Gregoire wants funds for Hanford


Gregoire
 (The Spokesman-Review)
Shannon Dininny Associated Press

YAKIMA – Washington state officials are pressuring the federal government to ensure full funding for continuing cleanup at the Hanford Nuclear Reservation, as President Bush prepares to release his 2007 budget request next week.

Their concerns center on funding for a waste treatment plant that will convert millions of gallons of radioactive waste into glasslike logs for long-term disposal. The Bush administration, and then Congress, reduced funding for plant construction last year, and Gov. Chris Gregoire threatened to sue after additional reductions were proposed.

Gregoire repeated that threat Monday, saying Hanford cleanup had reached a “critical point.”

“We’re either going to get the place cleaned up over there or we’re going to have a plume of contamination that’s going to reach the Columbia River and none of our children will see it cleaned up,” she said.

Gregoire said she remained hopeful the federal government would provide adequate funding, but added, “If that does not happen, we’re going to have to revisit whether we’re going to have to bring a lawsuit for their failure to live up to their agreement.”

The Hanford site was created in the 1940s as part of the top-secret Manhattan Project to build the atomic bomb. Today, it is the nation’s most contaminated nuclear site, with cleanup costs expected to total $50 billion to $60 billion.

The so-called vitrification plan has long been considered the cornerstone of that cleanup despite countless problems. A report showed federal officials had underestimated the impact a severe earthquake might have on the plant, forcing a work stoppage on major portions of the plant and a review of its design. That review, coupled with rising prices on steel and other items, sent construction costs skyrocketing.

Federal officials have repeatedly refused to release a new cost estimate for the plant – currently tagged at more than $5.8 billion. Congress has estimated the latest problems could push the cost as high as $10 billion and delay the 2011 start by four years.

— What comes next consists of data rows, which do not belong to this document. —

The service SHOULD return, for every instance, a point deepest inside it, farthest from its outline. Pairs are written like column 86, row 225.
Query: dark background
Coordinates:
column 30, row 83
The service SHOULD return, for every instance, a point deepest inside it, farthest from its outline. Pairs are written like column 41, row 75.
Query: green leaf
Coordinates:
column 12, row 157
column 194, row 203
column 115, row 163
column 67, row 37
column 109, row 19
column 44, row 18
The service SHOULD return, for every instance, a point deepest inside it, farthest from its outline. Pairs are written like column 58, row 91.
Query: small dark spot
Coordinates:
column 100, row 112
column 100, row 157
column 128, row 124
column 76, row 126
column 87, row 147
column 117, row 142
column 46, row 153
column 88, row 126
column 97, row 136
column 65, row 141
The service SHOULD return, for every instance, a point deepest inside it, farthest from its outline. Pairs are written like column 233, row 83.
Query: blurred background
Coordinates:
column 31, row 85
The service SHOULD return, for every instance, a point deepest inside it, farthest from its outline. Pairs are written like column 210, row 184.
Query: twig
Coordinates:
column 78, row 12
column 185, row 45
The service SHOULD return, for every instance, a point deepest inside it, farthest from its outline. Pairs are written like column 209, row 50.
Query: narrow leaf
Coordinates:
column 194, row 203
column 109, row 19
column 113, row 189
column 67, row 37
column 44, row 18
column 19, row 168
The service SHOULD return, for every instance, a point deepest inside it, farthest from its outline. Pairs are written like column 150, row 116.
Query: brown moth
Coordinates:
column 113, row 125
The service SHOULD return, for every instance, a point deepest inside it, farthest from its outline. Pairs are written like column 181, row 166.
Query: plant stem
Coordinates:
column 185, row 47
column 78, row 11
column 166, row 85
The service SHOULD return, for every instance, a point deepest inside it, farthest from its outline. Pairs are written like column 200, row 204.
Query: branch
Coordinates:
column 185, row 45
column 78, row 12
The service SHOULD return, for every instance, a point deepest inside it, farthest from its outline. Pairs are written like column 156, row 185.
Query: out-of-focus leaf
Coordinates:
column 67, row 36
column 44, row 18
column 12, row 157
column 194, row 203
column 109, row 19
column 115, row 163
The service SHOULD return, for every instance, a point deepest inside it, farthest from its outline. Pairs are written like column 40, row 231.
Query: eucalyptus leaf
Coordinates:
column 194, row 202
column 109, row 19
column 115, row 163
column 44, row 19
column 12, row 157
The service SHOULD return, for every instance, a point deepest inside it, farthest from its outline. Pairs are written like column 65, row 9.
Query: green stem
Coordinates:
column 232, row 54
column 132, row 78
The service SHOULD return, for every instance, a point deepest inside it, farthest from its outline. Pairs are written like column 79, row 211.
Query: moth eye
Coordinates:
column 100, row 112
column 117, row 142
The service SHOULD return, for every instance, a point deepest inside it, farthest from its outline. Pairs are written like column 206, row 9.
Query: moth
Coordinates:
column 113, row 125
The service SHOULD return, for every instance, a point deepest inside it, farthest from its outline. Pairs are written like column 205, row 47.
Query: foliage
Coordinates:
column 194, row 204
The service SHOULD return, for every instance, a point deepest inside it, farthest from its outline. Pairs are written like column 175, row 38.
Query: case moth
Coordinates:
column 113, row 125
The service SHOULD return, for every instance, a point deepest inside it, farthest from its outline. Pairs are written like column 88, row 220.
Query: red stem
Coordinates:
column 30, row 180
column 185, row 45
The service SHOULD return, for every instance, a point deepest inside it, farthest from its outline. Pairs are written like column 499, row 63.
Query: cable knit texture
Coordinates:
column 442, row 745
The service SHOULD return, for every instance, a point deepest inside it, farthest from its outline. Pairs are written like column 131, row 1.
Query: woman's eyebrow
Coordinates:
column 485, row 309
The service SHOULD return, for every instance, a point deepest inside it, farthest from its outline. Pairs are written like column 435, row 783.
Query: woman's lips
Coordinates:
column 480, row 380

The deadline to have the plant operating already has been pushed back three times.

The Bush administration cited those concerns in its $626 million budget request for the plant for fiscal 2006, down from $690 million in previous years. A House-Senate budget committee later reduced that amount by another $100 million.

In addition, the Bush administration had proposed tapping the 2005 budget for $100 million, money that was not spent but was intended to be banked for construction costs in later years. That proposal was part of a $2.3 billion package of cuts to help pay for Hurricane Katrina relief.

Gregoire threatened to sue, and Congress elected not to tap the reserves.

In a letter to Energy Secretary Samuel Bodman last week, U.S. Rep. Doc Hastings urged the federal government to restore full funding for the project. “The administration’s proposals to reduce funding last year were unjustifiable, serious errors that have compounded challenges” at the plant, wrote Hastings, a Republican. “It is critical that the administration help correct the impacts caused by their WTP funding reduction proposals last year by restoring funding to the $690 million level.”